Sunday, November 24, 2019

Take Me Back To The Night We Met

I had all and then most of you
Some and now none of you
Take me back to the night we met
I don't know what I'm supposed to do
Haunted by the ghost of you
Take me back to the night we met







I am studying how the best romantic love scenes play out from back stage rather than from the front row.

My observations are specifically towards those heart wrenching, beautifully tragic, lovely stories. How two people found each other, grew together, grew apart, and the Chekhov’s Gun-style clues left on stage to indicate how the finale will play out. 

Set the stage: Two strangers. Girl is broken. Boy is broken. The two are destined to fall in love with each other. 

Meet cute does not mean love at first sight. It sets the roadmap by setting up a promise of conflict. Early on, we see the evident obstacle to overcome.

Their worlds collide.

They are both coupled with partners who left them confused and convinced they were unlovable. They see something in each other. Yet turn away, writing it off. Only to come back together after the removal of and healing from their respective partners. 

The said partners of boy and girl are not the antagonists in this story. 
The broken strangers are. They are also the protagonists of the story. 

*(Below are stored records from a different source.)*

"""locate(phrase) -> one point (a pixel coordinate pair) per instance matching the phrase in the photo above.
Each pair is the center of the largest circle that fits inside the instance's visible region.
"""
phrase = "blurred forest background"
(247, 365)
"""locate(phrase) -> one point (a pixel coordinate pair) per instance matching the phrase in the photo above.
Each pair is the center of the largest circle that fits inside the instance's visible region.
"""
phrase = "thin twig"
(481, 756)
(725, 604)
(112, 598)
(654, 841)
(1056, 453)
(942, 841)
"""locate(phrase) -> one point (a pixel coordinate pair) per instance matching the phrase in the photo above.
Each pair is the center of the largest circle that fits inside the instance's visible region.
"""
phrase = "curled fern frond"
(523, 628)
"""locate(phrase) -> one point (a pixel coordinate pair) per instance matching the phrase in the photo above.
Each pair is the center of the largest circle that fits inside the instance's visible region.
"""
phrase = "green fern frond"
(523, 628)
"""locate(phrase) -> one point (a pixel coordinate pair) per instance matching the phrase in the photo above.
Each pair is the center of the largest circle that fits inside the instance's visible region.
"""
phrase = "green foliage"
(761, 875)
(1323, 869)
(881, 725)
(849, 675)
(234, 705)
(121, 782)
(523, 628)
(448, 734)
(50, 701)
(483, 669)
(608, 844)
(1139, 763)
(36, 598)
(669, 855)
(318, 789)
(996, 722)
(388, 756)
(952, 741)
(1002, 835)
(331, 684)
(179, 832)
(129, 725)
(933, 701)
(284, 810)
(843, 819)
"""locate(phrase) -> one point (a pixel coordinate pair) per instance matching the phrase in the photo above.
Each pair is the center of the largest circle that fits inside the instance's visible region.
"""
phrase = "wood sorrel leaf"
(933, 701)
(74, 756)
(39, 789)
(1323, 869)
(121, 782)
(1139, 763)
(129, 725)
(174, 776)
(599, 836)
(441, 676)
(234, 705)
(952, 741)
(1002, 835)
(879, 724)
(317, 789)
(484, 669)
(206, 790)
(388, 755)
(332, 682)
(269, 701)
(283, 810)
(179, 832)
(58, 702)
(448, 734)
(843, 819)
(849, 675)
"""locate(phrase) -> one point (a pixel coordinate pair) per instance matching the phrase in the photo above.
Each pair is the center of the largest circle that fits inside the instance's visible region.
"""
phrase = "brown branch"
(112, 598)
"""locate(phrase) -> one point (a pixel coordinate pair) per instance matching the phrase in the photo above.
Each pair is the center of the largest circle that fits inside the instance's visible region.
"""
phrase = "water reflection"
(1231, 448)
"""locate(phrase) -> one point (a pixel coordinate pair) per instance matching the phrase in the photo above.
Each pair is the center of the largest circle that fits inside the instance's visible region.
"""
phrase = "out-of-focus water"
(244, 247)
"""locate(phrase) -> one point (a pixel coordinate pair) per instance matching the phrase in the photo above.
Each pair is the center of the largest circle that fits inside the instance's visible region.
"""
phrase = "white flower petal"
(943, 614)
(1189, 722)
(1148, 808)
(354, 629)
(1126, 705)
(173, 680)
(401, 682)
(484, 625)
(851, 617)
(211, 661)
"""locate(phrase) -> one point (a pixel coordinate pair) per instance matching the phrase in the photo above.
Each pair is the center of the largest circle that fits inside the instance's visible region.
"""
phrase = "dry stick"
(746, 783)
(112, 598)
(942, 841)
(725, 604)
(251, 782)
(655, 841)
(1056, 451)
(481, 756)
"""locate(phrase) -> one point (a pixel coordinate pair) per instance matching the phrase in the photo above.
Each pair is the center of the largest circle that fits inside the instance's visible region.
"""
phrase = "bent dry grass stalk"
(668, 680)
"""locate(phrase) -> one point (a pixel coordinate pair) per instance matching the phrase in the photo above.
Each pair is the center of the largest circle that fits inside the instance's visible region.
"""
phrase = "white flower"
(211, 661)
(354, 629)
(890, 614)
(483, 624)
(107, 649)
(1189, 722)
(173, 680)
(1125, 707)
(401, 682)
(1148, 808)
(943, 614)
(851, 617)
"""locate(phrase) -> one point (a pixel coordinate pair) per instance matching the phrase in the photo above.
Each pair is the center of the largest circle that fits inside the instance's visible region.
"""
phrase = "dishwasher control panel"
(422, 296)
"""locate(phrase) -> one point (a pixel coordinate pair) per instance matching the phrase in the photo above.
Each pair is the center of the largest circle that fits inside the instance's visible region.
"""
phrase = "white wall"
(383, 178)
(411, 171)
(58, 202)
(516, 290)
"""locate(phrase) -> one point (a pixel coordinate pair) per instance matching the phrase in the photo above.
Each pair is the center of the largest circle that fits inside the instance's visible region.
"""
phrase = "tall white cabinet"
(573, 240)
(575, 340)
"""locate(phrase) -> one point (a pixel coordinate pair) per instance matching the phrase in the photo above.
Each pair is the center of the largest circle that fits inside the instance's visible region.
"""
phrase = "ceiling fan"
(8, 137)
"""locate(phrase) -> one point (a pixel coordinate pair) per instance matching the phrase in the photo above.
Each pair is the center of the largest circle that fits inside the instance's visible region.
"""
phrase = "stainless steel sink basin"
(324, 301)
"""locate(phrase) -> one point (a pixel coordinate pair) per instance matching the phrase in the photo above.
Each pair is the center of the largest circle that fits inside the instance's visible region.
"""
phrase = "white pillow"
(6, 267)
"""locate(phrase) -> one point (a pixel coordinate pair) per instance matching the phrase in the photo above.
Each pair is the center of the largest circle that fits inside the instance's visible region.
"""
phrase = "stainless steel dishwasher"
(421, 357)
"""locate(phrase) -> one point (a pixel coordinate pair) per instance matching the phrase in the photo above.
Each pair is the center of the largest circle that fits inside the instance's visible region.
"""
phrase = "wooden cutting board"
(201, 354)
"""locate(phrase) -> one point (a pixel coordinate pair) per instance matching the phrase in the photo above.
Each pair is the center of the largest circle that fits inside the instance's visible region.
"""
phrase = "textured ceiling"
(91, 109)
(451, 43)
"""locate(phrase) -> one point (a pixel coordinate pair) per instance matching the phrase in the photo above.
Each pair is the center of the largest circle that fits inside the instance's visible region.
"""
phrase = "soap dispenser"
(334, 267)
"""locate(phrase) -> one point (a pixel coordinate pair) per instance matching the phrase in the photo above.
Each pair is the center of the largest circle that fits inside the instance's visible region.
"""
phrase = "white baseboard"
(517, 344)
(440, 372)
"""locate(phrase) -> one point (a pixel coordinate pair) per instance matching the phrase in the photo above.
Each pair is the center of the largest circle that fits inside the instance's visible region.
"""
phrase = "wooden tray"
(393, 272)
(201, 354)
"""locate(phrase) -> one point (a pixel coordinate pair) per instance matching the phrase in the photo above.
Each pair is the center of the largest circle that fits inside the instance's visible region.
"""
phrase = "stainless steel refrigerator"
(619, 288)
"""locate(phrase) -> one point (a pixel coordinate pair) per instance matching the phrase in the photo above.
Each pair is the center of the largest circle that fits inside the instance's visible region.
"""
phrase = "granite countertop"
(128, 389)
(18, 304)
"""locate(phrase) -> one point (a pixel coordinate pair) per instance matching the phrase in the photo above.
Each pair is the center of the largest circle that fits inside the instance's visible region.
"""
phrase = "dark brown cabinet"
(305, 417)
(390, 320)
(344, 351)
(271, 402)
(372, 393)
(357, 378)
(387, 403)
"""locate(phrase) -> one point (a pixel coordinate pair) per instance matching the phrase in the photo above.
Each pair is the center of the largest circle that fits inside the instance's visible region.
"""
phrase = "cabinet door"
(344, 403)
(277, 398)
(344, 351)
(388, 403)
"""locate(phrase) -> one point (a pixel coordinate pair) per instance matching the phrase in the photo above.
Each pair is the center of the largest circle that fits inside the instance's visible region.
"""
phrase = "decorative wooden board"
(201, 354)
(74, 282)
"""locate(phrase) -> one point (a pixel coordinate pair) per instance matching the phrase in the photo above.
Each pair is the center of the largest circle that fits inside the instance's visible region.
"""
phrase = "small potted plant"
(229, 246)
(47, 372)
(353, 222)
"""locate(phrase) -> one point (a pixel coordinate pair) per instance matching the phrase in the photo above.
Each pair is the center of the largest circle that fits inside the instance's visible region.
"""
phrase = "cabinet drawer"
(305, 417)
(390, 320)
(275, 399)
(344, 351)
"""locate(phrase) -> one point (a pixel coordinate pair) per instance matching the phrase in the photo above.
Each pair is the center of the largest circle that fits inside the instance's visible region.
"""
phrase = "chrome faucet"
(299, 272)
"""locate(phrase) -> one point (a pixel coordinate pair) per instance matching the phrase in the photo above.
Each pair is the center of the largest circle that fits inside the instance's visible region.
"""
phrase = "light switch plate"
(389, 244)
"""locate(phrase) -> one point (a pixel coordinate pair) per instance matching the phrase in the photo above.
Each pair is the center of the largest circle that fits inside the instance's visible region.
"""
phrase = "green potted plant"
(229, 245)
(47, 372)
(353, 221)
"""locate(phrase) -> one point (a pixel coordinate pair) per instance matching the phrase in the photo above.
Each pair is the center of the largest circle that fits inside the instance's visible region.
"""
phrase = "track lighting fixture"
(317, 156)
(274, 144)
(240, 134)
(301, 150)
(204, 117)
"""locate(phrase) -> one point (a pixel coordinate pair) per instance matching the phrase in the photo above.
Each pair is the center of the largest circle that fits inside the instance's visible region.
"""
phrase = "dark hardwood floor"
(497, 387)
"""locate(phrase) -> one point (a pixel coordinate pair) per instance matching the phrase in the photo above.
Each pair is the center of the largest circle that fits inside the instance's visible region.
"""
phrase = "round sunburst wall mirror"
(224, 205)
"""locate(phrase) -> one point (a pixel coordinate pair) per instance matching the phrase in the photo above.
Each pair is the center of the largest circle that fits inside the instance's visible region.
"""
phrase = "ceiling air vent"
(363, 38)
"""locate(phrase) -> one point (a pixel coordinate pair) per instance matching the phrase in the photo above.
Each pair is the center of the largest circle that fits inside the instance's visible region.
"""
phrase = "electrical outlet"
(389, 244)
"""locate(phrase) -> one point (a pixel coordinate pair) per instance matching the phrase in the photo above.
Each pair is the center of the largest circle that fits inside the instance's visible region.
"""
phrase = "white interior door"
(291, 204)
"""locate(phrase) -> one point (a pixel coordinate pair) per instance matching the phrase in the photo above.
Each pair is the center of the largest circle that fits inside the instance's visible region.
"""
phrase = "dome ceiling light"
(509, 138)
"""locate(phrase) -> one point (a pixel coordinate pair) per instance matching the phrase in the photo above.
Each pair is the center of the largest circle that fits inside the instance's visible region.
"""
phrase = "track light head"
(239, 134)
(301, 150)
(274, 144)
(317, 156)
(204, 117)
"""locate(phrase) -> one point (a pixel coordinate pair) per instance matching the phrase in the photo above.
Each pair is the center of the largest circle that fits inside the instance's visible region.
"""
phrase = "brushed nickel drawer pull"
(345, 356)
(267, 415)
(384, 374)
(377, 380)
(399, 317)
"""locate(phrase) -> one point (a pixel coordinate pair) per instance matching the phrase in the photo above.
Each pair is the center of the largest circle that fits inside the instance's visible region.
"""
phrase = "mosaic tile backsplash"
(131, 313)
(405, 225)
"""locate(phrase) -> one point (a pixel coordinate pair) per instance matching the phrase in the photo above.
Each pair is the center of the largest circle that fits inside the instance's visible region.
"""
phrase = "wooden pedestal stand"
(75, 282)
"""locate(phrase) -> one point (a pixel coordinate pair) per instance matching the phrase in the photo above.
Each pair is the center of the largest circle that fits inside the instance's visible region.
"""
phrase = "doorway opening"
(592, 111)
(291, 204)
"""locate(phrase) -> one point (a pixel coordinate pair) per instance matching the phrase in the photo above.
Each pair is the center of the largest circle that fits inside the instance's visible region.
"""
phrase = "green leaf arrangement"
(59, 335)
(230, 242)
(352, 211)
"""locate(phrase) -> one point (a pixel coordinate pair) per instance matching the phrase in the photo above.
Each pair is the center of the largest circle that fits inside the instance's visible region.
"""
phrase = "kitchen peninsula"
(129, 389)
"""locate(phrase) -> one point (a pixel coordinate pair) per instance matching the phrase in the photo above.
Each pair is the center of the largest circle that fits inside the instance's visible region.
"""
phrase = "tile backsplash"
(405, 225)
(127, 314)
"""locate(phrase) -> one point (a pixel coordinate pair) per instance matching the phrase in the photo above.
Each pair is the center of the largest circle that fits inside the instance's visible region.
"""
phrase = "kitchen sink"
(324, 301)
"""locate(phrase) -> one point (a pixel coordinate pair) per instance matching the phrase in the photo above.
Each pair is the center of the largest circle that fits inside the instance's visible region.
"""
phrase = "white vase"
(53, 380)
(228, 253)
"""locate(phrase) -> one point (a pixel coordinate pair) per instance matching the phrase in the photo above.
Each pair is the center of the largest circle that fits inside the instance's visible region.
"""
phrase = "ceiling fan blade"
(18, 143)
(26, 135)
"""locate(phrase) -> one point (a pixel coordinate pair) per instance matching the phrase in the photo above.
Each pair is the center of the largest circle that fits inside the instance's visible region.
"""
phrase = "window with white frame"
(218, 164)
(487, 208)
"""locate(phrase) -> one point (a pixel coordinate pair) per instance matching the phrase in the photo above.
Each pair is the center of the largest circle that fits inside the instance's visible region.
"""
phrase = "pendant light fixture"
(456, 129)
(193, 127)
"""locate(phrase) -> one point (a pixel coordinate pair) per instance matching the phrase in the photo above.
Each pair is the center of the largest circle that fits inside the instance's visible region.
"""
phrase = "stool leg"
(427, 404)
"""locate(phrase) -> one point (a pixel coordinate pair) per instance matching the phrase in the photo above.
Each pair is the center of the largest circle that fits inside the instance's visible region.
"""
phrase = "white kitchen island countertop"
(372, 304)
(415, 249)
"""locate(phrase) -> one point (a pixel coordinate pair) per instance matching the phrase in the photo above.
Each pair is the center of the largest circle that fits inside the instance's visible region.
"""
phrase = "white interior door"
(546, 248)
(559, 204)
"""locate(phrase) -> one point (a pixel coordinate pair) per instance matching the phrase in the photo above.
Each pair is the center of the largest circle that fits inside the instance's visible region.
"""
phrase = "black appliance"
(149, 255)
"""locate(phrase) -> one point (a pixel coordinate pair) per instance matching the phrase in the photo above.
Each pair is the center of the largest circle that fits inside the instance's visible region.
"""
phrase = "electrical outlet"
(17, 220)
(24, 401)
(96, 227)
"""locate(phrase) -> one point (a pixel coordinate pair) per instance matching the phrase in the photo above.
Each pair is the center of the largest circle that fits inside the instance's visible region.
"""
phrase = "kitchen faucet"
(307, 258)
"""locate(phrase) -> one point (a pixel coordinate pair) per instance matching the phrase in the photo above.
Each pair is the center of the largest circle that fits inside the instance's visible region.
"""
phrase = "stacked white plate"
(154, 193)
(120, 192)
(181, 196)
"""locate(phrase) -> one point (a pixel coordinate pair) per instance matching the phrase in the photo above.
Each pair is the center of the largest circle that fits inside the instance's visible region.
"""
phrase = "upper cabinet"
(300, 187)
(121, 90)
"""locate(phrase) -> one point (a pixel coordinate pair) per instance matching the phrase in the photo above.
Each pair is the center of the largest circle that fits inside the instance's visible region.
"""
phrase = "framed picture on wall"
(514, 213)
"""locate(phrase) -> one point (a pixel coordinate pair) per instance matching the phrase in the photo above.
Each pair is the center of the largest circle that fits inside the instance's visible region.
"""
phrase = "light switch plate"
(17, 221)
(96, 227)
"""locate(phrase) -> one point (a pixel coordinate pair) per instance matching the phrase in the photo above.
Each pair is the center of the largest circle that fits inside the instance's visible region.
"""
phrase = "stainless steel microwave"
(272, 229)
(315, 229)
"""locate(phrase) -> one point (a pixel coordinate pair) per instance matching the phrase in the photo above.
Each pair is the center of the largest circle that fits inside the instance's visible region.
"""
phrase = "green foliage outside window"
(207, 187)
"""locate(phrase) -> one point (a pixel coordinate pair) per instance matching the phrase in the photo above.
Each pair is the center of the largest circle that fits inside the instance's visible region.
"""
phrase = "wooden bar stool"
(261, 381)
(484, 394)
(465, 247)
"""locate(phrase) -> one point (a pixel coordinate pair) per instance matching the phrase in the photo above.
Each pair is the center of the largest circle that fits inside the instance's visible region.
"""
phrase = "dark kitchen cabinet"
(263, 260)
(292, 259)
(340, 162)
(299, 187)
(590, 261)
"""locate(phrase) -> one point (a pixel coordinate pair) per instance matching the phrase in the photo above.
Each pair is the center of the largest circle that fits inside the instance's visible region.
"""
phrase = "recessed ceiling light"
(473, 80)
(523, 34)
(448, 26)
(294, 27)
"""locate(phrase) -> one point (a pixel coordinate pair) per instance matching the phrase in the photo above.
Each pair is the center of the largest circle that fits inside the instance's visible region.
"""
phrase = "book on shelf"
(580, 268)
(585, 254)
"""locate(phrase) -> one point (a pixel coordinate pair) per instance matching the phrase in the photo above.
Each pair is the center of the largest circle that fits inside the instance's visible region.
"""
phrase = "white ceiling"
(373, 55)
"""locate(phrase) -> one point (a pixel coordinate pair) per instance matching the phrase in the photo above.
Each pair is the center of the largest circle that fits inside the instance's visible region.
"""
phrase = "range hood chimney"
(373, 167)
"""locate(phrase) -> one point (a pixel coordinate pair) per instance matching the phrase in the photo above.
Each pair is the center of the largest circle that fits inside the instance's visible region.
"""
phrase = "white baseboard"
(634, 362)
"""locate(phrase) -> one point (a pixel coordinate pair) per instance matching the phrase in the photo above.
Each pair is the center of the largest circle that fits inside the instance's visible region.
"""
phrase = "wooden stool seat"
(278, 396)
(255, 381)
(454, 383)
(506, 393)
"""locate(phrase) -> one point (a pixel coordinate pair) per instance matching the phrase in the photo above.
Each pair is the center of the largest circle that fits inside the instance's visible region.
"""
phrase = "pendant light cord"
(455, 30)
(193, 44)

They are the underdogs, they are the heroes, and they are the villains. All in one story. 
They are the leading characters, and they are the supporting acts.

They will fall deeply. They will put each other on pedestals. They will make sacrifices for each other. They will sabotage. They will scream and cry. They will win. They will celebrate. They will kiss and make up and make promises.

At first, this may appear to be a typical love story ending. But we leave the audience with nothing that they wanted but everything they asked for. Intrigue. Spontaneity. An emotional spectacle to be remembered. 

At intermission, our two characters exit stage left no less broken than they entered. 

The dramatic, romantic, comedic love story in between is what wins all the applause and standing ovations and roses thrown upon the stage after the curtain comes down.

Post-intermission plot twist.

Our plot is heading towards its conclusion. The musical composition dies down. From the very edge of every seat in the entire theatre, our oxytocin-craving audience is left with… a false ending. A cliffhanger. A loose end.

Some stay in their seats, waiting for the unresolved plot points to be answered. They are left with a dopamine-induced reeling from the attachment.

Lights up. Curtain close. Janitors enter.

The leading male and female are left to their dressing rooms alone to look themselves in the mirror, after laying it all out in their final performance. Wiping makeup off under the lights - or whatever is left of it from their tear-streaked faces. 

Their contract fulfilled.

Tomorrow, a cold reading with a brand new script.